There is an old gospel song with that very title and I can claim it as my own today. Yesterday I had a fantastic sticking- to- program day. I planned out my meals and ate them and nothing more. Oh yes, I've planned meals before and then ate what I'd planned AND the rest of the refrigerator. Not yesterday. I was a good strawberry. Today is a new day. It is not complete so I'll save the hip hip hooray for tomorrow.
I did make out a meal plan last night before the "zzzzzz"s began buzzing...(can we just do away with daylight savings??? PLEASE!!). This morning I packed my lunch and ate my planned breakfast. My tote for work is ready and make-up and hair done...I'm even dressed to my shoes!

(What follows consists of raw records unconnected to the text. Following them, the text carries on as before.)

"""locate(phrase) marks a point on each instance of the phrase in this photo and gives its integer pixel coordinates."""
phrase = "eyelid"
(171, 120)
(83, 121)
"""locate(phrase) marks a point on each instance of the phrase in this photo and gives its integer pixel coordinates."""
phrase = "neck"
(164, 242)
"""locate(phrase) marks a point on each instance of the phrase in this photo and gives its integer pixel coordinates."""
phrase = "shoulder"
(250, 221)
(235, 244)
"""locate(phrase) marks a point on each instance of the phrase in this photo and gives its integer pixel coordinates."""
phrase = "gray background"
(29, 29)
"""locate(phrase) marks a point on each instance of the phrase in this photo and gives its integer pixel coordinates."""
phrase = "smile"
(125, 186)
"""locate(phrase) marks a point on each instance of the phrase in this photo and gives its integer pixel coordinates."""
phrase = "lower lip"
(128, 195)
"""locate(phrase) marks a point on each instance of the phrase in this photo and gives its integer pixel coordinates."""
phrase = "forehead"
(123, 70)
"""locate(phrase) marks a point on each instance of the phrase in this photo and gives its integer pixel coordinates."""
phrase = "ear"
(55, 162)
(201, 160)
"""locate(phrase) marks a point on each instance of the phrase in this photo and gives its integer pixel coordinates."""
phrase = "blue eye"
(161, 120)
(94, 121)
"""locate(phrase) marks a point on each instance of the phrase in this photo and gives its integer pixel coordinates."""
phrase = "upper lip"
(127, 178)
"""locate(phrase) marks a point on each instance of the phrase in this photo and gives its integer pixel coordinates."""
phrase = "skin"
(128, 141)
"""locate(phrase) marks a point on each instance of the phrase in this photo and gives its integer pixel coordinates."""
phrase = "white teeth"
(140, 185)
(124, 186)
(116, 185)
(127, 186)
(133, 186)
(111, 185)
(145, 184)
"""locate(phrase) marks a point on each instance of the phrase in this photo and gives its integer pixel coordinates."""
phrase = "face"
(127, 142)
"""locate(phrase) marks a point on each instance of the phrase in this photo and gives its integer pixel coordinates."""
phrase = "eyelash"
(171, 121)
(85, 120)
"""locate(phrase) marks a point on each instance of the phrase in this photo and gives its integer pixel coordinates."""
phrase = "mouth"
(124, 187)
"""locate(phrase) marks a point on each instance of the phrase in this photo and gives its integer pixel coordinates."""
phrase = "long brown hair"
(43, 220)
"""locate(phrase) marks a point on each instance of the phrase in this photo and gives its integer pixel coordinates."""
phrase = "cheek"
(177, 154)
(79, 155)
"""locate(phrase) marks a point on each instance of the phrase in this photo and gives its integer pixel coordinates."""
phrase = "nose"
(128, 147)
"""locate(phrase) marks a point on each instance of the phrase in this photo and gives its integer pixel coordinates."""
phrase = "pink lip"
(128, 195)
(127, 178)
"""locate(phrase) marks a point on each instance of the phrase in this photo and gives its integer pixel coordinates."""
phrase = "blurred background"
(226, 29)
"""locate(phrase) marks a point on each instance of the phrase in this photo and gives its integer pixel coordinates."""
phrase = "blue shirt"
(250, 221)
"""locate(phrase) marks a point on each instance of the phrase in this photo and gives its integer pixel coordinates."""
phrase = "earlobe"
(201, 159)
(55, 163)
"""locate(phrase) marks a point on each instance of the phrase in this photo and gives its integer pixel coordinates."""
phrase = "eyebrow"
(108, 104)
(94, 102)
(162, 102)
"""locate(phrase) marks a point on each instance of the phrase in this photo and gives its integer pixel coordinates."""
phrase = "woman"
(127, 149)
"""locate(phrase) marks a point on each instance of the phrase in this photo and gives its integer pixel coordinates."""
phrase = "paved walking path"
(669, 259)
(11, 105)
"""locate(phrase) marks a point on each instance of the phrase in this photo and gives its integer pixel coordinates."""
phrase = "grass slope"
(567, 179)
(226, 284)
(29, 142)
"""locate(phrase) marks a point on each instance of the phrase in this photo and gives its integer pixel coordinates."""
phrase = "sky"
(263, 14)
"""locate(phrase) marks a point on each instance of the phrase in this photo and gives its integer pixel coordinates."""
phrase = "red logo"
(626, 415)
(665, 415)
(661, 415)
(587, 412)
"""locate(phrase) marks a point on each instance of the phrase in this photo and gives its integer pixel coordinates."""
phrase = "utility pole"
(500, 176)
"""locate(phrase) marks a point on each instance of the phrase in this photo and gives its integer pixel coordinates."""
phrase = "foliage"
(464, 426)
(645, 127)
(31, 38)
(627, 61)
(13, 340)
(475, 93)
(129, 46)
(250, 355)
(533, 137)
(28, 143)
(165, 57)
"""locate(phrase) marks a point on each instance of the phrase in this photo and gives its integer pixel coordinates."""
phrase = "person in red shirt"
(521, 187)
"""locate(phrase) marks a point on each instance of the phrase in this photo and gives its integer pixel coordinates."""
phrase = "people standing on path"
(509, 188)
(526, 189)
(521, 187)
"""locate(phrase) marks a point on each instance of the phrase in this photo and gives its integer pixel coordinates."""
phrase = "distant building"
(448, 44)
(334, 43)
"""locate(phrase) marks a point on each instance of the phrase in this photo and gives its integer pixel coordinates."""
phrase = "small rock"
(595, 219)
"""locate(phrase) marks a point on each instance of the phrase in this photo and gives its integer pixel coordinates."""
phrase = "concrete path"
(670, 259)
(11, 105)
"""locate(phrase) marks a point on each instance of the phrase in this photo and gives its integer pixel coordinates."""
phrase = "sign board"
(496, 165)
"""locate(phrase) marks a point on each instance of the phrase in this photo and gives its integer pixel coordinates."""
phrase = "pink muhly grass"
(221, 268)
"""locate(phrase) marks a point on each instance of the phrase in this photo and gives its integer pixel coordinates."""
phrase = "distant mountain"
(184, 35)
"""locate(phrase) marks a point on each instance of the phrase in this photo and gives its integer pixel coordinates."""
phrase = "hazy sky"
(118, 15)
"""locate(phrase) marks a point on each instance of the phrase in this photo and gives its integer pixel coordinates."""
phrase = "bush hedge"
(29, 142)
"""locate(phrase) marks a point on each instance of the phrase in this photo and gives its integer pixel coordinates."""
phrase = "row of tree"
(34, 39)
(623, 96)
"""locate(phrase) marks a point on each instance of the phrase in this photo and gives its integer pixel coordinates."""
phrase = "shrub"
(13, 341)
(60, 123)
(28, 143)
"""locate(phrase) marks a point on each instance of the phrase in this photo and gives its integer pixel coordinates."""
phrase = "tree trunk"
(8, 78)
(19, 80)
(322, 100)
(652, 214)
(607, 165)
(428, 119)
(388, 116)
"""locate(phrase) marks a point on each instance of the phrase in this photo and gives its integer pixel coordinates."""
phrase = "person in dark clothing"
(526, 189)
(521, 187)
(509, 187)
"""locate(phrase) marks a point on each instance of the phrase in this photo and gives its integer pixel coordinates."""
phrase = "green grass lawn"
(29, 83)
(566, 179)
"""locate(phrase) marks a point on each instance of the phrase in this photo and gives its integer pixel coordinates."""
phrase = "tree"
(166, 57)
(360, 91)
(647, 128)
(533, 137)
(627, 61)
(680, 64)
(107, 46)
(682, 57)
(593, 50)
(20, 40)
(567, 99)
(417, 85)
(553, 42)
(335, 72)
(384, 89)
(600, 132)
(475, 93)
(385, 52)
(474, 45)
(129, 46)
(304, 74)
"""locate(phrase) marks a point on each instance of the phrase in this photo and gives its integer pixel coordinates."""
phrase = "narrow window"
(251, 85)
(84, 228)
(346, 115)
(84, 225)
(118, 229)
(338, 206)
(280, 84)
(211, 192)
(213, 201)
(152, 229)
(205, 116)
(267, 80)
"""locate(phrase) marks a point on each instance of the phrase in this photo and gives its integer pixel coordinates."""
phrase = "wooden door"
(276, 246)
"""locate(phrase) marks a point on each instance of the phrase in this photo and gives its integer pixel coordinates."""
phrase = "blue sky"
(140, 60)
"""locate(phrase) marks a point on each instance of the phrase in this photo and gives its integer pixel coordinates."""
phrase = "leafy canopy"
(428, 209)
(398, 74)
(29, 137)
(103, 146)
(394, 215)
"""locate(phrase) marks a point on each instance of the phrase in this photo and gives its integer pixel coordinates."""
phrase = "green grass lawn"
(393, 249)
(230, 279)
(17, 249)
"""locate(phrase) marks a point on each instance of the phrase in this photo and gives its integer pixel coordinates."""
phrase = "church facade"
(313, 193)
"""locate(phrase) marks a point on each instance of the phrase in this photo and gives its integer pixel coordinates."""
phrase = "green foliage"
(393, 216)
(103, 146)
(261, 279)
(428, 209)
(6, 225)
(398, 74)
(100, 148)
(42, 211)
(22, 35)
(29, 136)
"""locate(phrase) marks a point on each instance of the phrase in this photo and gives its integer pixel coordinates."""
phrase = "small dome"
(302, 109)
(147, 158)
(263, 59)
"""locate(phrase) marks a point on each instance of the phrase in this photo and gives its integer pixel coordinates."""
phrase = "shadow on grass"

I really dislike having to think about food so much, you know? I tried letting those early months of eating right and losing weight take over but my "old" self came back. I was making unhealthy choices....like "what can one ice cream sandwich a night hurt?" Plenty, I've now found out! That wasn't the only thing I was eating! One ice cream sandwich invited a bag of popcorn to the party and pretty soon I was making homemade bread (and you know me and bread) and the pantry party continued. I'm not able to go against my grain on auto-pilot yet. I think it will take more than 3 months of working at it. For now, Grainiacs, you're stuck with me taking it one day at a time...for how long? God only knows. But I will try to discuss other topics, like maybe the weather. It is beautiful here in Rural, USA. I wish I could walk to work but I'd have to start out an hour early and I'm just not up to that....yet!